Newly Unearthed Letters from Sir John Betjeman to his Secret Mistress to Go on Display
From the Daily Mail:
For decades, Britain’s best-loved modern poet was torn between his love for three women – his faithful wife, Penelope; long-term mistress Lady Elizabeth Cavendish, a childhood friend of the Queen; and Margie Geddes, who was revealed to have been his lover only after she died in 2006.
Now, almost 30 years since the Poet Laureate’s death, details of their secret affair have been revealed for the first time following the emergence of more than 100 love letters Mrs Geddes had kept hidden under her bed.
The deeply touching notes show the intensity of Betjeman’s ardour during their liaison, where he writes of their ‘delicious and wonderful evenings’ together.

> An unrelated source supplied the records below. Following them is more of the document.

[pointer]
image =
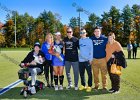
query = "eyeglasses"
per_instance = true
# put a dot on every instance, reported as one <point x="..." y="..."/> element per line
<point x="69" y="31"/>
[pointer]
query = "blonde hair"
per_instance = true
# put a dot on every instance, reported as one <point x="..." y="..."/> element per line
<point x="49" y="34"/>
<point x="111" y="34"/>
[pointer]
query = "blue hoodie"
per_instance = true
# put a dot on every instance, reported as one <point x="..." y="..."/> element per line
<point x="99" y="45"/>
<point x="86" y="49"/>
<point x="44" y="49"/>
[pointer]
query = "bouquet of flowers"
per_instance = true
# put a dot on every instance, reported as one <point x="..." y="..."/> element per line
<point x="54" y="50"/>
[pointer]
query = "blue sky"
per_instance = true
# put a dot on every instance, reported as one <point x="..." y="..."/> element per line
<point x="63" y="7"/>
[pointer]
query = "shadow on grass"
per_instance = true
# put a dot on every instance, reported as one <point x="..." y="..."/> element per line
<point x="51" y="94"/>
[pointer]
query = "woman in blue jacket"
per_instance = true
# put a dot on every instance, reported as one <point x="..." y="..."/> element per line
<point x="48" y="59"/>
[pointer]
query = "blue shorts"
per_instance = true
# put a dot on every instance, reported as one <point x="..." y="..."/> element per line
<point x="57" y="62"/>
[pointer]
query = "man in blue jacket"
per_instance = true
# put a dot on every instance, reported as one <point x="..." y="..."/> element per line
<point x="99" y="61"/>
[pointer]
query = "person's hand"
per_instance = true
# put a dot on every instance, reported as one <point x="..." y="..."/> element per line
<point x="90" y="62"/>
<point x="22" y="64"/>
<point x="33" y="63"/>
<point x="112" y="56"/>
<point x="57" y="54"/>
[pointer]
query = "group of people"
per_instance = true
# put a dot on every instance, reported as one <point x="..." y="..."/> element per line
<point x="132" y="47"/>
<point x="94" y="54"/>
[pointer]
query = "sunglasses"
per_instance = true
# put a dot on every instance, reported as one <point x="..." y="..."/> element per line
<point x="69" y="31"/>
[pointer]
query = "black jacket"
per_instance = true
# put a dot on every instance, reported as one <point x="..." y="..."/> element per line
<point x="29" y="58"/>
<point x="119" y="58"/>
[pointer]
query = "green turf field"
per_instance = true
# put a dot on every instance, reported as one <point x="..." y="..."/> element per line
<point x="9" y="60"/>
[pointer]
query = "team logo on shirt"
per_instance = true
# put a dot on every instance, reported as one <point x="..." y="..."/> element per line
<point x="69" y="45"/>
<point x="98" y="42"/>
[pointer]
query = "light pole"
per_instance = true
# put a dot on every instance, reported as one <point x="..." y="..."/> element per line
<point x="79" y="10"/>
<point x="11" y="12"/>
<point x="15" y="31"/>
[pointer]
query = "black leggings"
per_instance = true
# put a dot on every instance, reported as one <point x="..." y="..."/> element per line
<point x="115" y="79"/>
<point x="48" y="67"/>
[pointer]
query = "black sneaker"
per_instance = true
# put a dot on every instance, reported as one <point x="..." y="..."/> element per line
<point x="52" y="85"/>
<point x="48" y="85"/>
<point x="111" y="90"/>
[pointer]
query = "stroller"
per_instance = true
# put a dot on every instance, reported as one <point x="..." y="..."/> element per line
<point x="24" y="74"/>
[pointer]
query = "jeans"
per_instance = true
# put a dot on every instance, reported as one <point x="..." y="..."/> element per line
<point x="75" y="66"/>
<point x="34" y="72"/>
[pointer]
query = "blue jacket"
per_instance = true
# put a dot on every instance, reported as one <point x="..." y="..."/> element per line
<point x="99" y="45"/>
<point x="86" y="49"/>
<point x="44" y="49"/>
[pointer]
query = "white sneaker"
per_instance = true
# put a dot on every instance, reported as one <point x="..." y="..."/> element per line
<point x="76" y="88"/>
<point x="69" y="87"/>
<point x="33" y="90"/>
<point x="60" y="87"/>
<point x="115" y="92"/>
<point x="56" y="87"/>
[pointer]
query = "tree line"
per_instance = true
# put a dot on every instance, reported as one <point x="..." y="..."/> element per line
<point x="124" y="23"/>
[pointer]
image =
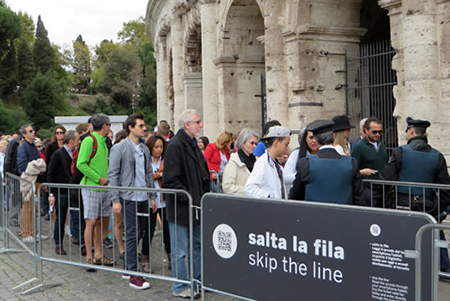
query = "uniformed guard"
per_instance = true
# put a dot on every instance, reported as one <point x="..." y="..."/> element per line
<point x="418" y="162"/>
<point x="327" y="177"/>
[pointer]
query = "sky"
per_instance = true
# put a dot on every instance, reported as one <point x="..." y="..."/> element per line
<point x="95" y="20"/>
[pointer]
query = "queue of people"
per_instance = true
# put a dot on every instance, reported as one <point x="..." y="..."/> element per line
<point x="326" y="167"/>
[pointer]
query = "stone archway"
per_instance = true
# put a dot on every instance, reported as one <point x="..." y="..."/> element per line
<point x="240" y="65"/>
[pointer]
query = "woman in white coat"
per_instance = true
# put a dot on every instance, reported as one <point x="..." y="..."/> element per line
<point x="241" y="163"/>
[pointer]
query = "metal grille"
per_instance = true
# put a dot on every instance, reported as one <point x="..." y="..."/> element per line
<point x="369" y="81"/>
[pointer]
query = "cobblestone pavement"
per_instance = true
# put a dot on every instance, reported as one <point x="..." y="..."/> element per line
<point x="77" y="283"/>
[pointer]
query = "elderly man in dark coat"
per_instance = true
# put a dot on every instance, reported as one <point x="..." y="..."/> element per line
<point x="185" y="168"/>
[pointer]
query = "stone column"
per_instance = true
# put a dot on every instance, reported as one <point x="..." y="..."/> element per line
<point x="276" y="83"/>
<point x="211" y="120"/>
<point x="162" y="80"/>
<point x="177" y="67"/>
<point x="193" y="91"/>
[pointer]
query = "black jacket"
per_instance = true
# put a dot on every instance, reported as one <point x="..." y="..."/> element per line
<point x="59" y="169"/>
<point x="182" y="170"/>
<point x="392" y="169"/>
<point x="302" y="179"/>
<point x="10" y="164"/>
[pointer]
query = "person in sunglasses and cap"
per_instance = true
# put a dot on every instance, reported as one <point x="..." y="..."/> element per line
<point x="327" y="177"/>
<point x="418" y="162"/>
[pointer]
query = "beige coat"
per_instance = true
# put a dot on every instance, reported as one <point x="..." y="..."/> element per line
<point x="235" y="176"/>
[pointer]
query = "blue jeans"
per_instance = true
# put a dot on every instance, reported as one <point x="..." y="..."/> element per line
<point x="132" y="225"/>
<point x="179" y="238"/>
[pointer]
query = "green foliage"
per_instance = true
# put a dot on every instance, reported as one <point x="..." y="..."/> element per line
<point x="28" y="28"/>
<point x="133" y="33"/>
<point x="44" y="55"/>
<point x="120" y="76"/>
<point x="8" y="72"/>
<point x="26" y="69"/>
<point x="45" y="133"/>
<point x="9" y="30"/>
<point x="81" y="64"/>
<point x="43" y="99"/>
<point x="11" y="118"/>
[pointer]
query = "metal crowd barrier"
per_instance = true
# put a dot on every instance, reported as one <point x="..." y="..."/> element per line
<point x="19" y="216"/>
<point x="45" y="251"/>
<point x="386" y="194"/>
<point x="215" y="185"/>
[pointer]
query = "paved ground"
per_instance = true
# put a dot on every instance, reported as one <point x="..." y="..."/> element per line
<point x="78" y="284"/>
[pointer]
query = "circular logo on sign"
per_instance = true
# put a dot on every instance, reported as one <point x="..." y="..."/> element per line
<point x="224" y="241"/>
<point x="375" y="230"/>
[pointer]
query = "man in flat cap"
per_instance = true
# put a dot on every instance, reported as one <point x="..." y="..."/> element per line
<point x="418" y="162"/>
<point x="327" y="177"/>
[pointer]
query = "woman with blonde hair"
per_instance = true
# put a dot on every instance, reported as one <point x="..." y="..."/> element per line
<point x="217" y="155"/>
<point x="241" y="163"/>
<point x="341" y="131"/>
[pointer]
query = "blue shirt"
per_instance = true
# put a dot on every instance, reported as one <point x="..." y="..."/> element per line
<point x="260" y="149"/>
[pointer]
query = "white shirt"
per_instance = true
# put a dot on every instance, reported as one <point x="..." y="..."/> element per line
<point x="264" y="181"/>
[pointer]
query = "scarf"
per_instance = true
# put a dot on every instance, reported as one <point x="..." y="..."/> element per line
<point x="249" y="161"/>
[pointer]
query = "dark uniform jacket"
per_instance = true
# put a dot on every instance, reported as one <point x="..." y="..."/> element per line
<point x="303" y="177"/>
<point x="182" y="170"/>
<point x="391" y="171"/>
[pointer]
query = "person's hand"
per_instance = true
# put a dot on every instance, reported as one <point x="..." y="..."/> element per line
<point x="368" y="172"/>
<point x="154" y="206"/>
<point x="51" y="200"/>
<point x="117" y="208"/>
<point x="103" y="181"/>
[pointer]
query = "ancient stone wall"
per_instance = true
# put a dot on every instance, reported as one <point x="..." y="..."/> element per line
<point x="211" y="55"/>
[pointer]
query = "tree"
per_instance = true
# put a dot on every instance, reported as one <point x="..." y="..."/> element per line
<point x="9" y="30"/>
<point x="26" y="69"/>
<point x="43" y="99"/>
<point x="11" y="118"/>
<point x="133" y="33"/>
<point x="81" y="63"/>
<point x="27" y="26"/>
<point x="44" y="55"/>
<point x="120" y="76"/>
<point x="8" y="72"/>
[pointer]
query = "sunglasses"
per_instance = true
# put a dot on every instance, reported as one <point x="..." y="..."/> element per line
<point x="377" y="132"/>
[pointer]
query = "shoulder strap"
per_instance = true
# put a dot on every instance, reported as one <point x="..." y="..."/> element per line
<point x="94" y="151"/>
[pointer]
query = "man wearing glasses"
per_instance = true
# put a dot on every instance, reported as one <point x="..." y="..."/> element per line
<point x="372" y="157"/>
<point x="370" y="151"/>
<point x="185" y="168"/>
<point x="26" y="153"/>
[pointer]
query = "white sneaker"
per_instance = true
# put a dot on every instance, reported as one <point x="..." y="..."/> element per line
<point x="67" y="230"/>
<point x="185" y="294"/>
<point x="42" y="237"/>
<point x="138" y="282"/>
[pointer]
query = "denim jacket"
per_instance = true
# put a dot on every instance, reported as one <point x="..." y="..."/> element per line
<point x="121" y="171"/>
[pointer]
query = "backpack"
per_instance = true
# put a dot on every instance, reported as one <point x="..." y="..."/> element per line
<point x="77" y="174"/>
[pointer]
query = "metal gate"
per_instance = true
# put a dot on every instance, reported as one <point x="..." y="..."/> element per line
<point x="369" y="82"/>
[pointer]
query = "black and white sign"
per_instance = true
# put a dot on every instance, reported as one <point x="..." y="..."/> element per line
<point x="274" y="250"/>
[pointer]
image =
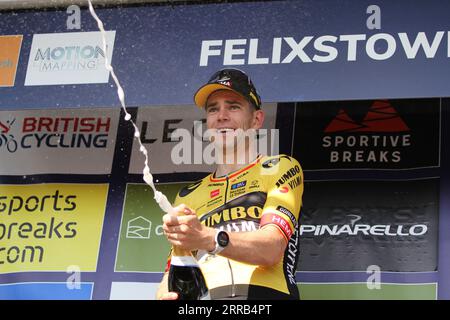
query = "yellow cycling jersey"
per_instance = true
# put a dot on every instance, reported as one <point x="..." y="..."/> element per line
<point x="266" y="192"/>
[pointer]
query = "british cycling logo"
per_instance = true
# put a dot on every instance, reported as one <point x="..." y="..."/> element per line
<point x="7" y="140"/>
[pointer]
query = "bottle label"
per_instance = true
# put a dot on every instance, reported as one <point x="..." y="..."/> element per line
<point x="183" y="261"/>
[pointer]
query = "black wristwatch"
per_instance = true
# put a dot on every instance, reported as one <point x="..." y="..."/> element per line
<point x="222" y="239"/>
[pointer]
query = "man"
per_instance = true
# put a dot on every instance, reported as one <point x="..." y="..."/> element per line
<point x="241" y="220"/>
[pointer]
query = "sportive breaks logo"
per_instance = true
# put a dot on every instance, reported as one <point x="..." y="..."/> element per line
<point x="69" y="58"/>
<point x="9" y="58"/>
<point x="368" y="134"/>
<point x="380" y="137"/>
<point x="382" y="117"/>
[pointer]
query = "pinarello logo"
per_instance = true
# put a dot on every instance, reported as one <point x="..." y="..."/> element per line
<point x="214" y="193"/>
<point x="382" y="117"/>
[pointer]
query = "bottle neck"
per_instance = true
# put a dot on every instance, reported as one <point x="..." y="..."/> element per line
<point x="177" y="251"/>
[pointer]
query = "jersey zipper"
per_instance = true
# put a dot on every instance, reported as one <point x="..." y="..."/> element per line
<point x="233" y="287"/>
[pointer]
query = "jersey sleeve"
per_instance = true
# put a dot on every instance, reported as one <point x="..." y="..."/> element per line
<point x="285" y="186"/>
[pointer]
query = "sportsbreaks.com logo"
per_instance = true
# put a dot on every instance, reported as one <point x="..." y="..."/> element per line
<point x="379" y="138"/>
<point x="54" y="132"/>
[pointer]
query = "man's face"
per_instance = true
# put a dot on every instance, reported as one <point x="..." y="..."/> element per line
<point x="226" y="109"/>
<point x="228" y="115"/>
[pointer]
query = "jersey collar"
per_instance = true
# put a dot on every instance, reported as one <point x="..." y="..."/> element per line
<point x="235" y="173"/>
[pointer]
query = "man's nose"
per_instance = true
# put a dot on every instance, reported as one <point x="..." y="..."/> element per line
<point x="223" y="114"/>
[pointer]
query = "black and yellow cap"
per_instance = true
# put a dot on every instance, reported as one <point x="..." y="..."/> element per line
<point x="228" y="79"/>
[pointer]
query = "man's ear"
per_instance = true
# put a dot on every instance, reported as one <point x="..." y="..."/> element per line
<point x="258" y="119"/>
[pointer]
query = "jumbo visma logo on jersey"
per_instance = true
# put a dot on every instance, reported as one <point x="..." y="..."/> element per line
<point x="237" y="215"/>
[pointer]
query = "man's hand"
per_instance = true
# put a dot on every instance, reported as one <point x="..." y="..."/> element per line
<point x="169" y="296"/>
<point x="184" y="230"/>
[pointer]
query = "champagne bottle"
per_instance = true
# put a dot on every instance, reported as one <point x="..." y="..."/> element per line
<point x="186" y="277"/>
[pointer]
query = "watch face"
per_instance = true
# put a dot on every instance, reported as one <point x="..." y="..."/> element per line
<point x="223" y="239"/>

In one he says: ‘Darling Margie, I fear you are bound to haunt my mind for the rest of my life. I like this haunting. I feel I can rest in you and depend on you.’
In another, he writes: ‘I long to be in your arms and comforted and able to talk to you for hours alone... It is very selfish of me to demand so much of you in sympathy and warmth but as you have both I must rest in them.’
In a note sent in October 1970, he asks when his lover is free to have lunch with him, adding: ‘I long and ache to see you. Love Jo.B.’
Even before his marriage, Betjeman had a reputation as a ladies’ man and had been engaged three times. But it was not until the death of Mrs Geddes, aged 98, that it emerged the mother of two was not only a friend but his lover.
The affair was revealed by her son Andrew, who said it was her wish that, once she was gone, the world should learn the truth.
The letters will be part of a larger exhibition of "other forms" of Betjeman's work at Tom Brown’s School Museum in Uffington, Oxfordshire, where he once lived.